Post-trade risk reduction has become increasingly common as a means to reduce risks in the derivatives market. Portfolio compression is a case in point: offsetting trades between multiple parties are torn up, which reduces the size of gross exposures, in turn reducing systemic risk. Over €1,000 trillion in derivatives exposures has been eliminated in this manner.
Regulators recognize the value of compression. Under the European Market Infrastructure Regulation (EMIR), market participants with more than 500 over-the-counter (OTC) trades on their books are required to examine the possibility of performing portfolio compression twice a year.
However, EMIR simultaneously disincentivizes use of this service by requiring administrative trades that result from compression, and which fall under the clearing mandate, to be cleared.
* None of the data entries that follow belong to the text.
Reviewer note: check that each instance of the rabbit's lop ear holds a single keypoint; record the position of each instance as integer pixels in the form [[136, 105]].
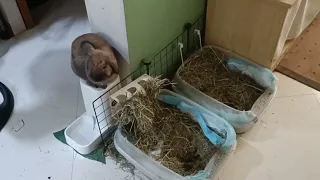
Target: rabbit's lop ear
[[112, 61], [87, 48], [108, 70]]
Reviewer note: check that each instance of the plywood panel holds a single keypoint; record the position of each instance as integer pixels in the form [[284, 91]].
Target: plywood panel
[[302, 61], [254, 29]]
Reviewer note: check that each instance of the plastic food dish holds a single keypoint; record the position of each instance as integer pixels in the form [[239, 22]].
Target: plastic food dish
[[242, 121]]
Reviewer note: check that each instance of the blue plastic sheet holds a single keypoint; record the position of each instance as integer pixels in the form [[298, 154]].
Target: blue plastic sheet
[[215, 128]]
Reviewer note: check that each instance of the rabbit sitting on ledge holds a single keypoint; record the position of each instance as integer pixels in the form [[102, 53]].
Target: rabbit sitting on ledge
[[93, 60]]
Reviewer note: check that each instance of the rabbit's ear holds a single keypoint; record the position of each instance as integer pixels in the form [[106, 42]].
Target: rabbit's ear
[[87, 48], [108, 70], [112, 61]]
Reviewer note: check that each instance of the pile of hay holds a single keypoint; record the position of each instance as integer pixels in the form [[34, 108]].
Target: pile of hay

This limits the ability of participants to perform compression and reduce risk.
The same is true of other post-trade risk reduction services like counterparty rebalancing. This involves inserting new, market-risk neutral transactions into netting sets to reduce risk exposures between counterparties. This decreases counterparty credit risk and therefore reduces systemic risk. However, those new transactions are required to be cleared if they are subject to the clearing obligation, preventing counterparty rebalancing risk reduction from taking place. As a result, counterparty rebalancing today is only limited to FX derivatives, which are not subject to the clearing obligation. Over €100 billion in counterparty credit risk has been reduced in this manner.
ISDA, the EBF, ICMA and ISLA believe EMIR should be amended as part of the Regulatory Fitness and Performance program (REFIT) to allow non-price forming, market-risk neutral transactions that result from post-trade risk reduction services to be exempted from the clearing obligation.